This is Ventnor, NJ, where my father happily lives next to the ocean (in a high-rise way above the water). That long lump to the right of the boardwalk is a nice, big dune, built to protect property and maybe lives should a rare hurricane or monster nor'easter hit our shores.

And this is Margate, NJ, right next door to Ventnor. They have a nice wide, flat beach, with no dunes.

Margate officials and some vocal residents have fought for years against having dunes. The dunes would hurt the view from the first floor of some of the million-dollar homes on the beach. We can't have that. They continue to battle Gov. Christie on the issue. A Philly.com article a few days ago quoted Dan Gottlieb, called the leader of the anti-dune movement:

"Maybe instead of bellowing from the bully pulpit, the governor should come to Margate and see the effectiveness of our system. I will personally take him on a tour."

The article continued: "Gottlieb and others in Margate say the town's bulkheads are adequate to protect the oceanfront, and they point out that most Sandy damage was on the bayside."

The bulkheads are shown in this picture, taken by someone who has visited Margate — me.

Ask the people along the Northern New Jersey beaches if they wish they had dunes before Sandy hit. It's no coincidence that the beaches that had dunes suffered much less flood damage than those without them. At the time of Sandy, some parts of Long Beach Island had dunes, while others were waiting to get them put in. They were big dunes — waaaay bigger than those Ventnor ones shown above. A lot of residents complained about the blocked views and the uncomfortable hike up and down the dunes to get to the water — until Sandy hit. Then they were glad that their houses were saved from flooding-or even destruction.

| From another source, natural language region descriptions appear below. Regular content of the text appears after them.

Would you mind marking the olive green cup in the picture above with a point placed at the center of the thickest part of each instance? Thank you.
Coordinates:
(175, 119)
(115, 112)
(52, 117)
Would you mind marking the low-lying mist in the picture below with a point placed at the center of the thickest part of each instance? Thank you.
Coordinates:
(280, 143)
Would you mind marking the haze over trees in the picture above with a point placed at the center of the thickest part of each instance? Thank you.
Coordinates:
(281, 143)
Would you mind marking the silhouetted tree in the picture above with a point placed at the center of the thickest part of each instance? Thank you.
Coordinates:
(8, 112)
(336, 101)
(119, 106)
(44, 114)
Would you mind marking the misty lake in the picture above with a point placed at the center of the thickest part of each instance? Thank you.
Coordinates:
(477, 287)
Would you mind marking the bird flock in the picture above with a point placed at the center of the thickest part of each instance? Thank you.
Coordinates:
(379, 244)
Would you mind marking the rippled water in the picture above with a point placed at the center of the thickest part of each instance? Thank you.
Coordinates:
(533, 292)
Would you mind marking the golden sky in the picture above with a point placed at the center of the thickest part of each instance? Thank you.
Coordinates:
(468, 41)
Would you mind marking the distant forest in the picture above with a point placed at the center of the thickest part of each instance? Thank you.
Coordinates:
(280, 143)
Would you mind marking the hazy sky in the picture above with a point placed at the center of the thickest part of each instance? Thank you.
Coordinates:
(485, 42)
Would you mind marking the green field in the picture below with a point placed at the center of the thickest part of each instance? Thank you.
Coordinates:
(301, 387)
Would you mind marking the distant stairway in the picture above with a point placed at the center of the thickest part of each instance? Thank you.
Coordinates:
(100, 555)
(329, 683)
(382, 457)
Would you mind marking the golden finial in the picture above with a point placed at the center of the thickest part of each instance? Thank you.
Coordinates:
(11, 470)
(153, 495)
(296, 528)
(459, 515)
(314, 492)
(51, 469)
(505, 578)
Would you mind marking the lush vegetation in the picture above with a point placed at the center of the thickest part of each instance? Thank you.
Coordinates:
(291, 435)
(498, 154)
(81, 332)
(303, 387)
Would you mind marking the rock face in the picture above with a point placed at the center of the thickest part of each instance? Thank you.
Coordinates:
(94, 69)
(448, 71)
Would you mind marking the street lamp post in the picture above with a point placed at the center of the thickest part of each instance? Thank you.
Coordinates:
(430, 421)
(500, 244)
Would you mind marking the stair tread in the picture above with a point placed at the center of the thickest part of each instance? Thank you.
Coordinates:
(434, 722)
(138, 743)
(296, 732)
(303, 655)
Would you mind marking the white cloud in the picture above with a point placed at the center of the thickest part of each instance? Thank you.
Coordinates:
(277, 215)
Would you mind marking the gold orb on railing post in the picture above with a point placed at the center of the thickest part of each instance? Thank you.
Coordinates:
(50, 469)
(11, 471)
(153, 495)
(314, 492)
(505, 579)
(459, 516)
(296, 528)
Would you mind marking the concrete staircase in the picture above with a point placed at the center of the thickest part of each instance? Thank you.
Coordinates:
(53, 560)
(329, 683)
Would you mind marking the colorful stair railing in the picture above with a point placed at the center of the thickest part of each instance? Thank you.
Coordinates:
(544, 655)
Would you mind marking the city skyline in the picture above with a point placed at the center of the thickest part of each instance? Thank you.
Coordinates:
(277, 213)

So, how did Margate survive the "Superstorm?" Was it the town's magical bulkheads? No. It was because Margate didn't get the storm surge from Sandy. The center of Sandy made landfall near Atlantic City, and moved directly east to west. Seeing that winds blow counter-clockwise around low pressure, it is clear that any place south of Atlantic City had a strong offshore west wind ahead of landfall. So, instead of the ocean building higher and higher as the center approached, the west wind actually counteracted the eastward surge. That caused the waves and water level to be much less than in areas north of Atlantic City. And guess where Margate is?

If Sandy had tracked a mere 50 miles farther south, the Margate beaches would have indeed been tested. And there will be a day when a storm like Sandy (or even stronger — Sandy was barely a hurricane just before landfall) hits. The ocean will have no resistance as it rushes toward the houses. The water level will rise to a point well above the bulkheads, which will then make them useless. We saw the power of water with the incredible damage after Sandy. Margate would likely look like Mantoloking, where the ocean broke through and met the bay.

Do you really think a little bulkhead would protect Margate from this?


I love Margate. I have several relatives and friends who own or rent there. I go to their wonderful restaurants and stores and have even danced at "Memories." It would be horrible to see something bad happen there that could have been prevented.

One of the jobs of government that we can all agree on is the protection of life and property. Dunes will do that. And the government is offering them to you. Please say "yes."